The web hosting provider that I use as some CloudFlare stuff built into the CPanel and that was where I first noticed it yesterday due to the fact that I tend just log into my WordPress installation and don’t really deal with the back end of my hosting package now that everything is set up. This addition had looking into the service and I quickly realised ok my site isn’t visited by loads of people as of the time of this post but this could be something worth looking into.
So while setting up CloudFlare I have admit I ended up removing and adding my site multiple times because although I followed the instructions, the speed test sites kept telling me that I wasn’t running CDN which it should of said I was. So last night I thought never mind, I’ll look into caching plugins and forget about CloudFlare and so that is what I did.
WP Super Cache
Having given up on Cloudflare just not working right and to be fair to the service not giving them the full 24 hours to propagate my DNS settings for my site I went into using WP Super Cache.

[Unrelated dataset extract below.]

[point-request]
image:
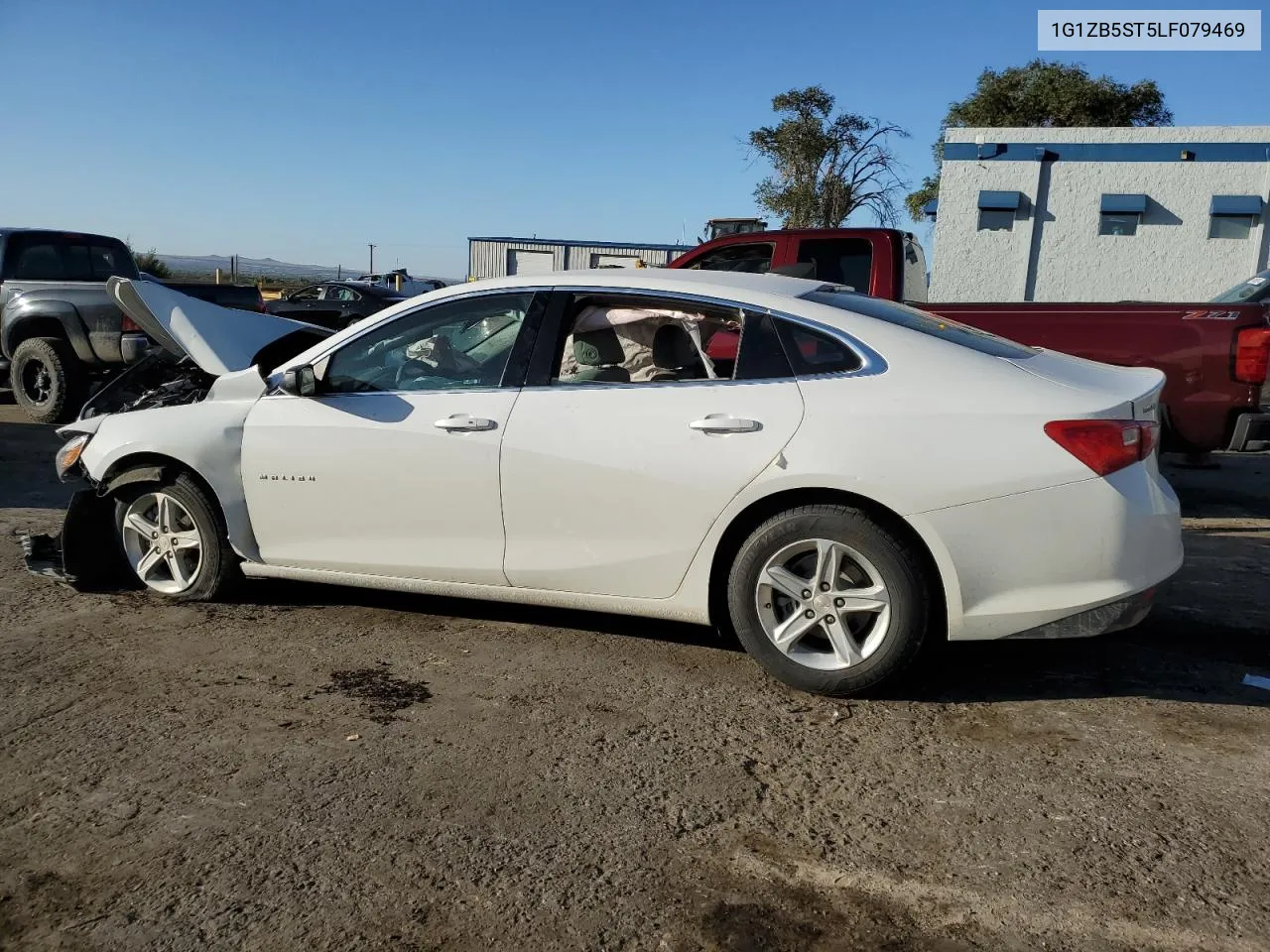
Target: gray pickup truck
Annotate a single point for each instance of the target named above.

While not really understanding which settings would work best for me I did some Googling and furious YouTube video watching to find out what would work for me. I activated it and took the settings I thought that would benefit my server and site and ran with it. To be honest I saw little difference in my personal browsing of the site and run some tests and although there was a little improvement not enough to warrant really keeping the plugin. On further reflection though I do think that due to the lack of traffic to my site it could have caused the problem of which I would say that maybe you don’t want the cache expiring so quickly, especially as my site is updated 3 times a week at the moment.
W3 Total Cache
Not completely happy with the speed improvement that WP Super Cache gave me and to be honest with you the niggling feel that I should be using Cloudflare, I found myself browsing the WordPress Plugins and another caching plugin that was high up was W3 Total Cache and I thought why not lets give this ago. Before installing it however I decided to YouTube it and found in actually fact one of the Tech Channels that I used to watch did a whole video on this plugin. I was amazed with the amount of features it had and although WP Super Cache probably had them in there somewhere this was better laid out and while the guy was going through the plugin he admitted to being no expert but this was just what I was looking for. The reason for this because the plugin has extensions where as WP Super Cache didn’t and one of those extensions supports CloudFlare. With all this in mind though it does have some minimum requirements and you can check that your server is compatible with the features and it turns out although mine will running it won’t run in the most efficient way. No biggy I thought lets give it ago what’s the worst that can happen, after watching this video I went through the plugin with ease and set it all up.
I’ve only had the caching system enabled and configured properly for about an hour so the jury is out on whether it will make a difference but I am hopeful after running some initial tests have shown the caching to work, having taken a whole 5 seconds off load and also shown the CDN being active. This huge because manually setting up CloudFlare hadn’t shown that and Super Cache didn’t have the option to use it. Be warned though both these can/do edit your HTAcces file so it might be worth backing up a copy before installation of the plugins just so you can repair it if necessary. So if you’re looking for a caching Plugin I would say W3 Total Cache is the way to go.
As always feel free to comment and share your thoughts and experiences with these plugins or anything related to WordPress Caching.
I will probably update you on the reports from CloudFlare once I have been using it for 24 hours.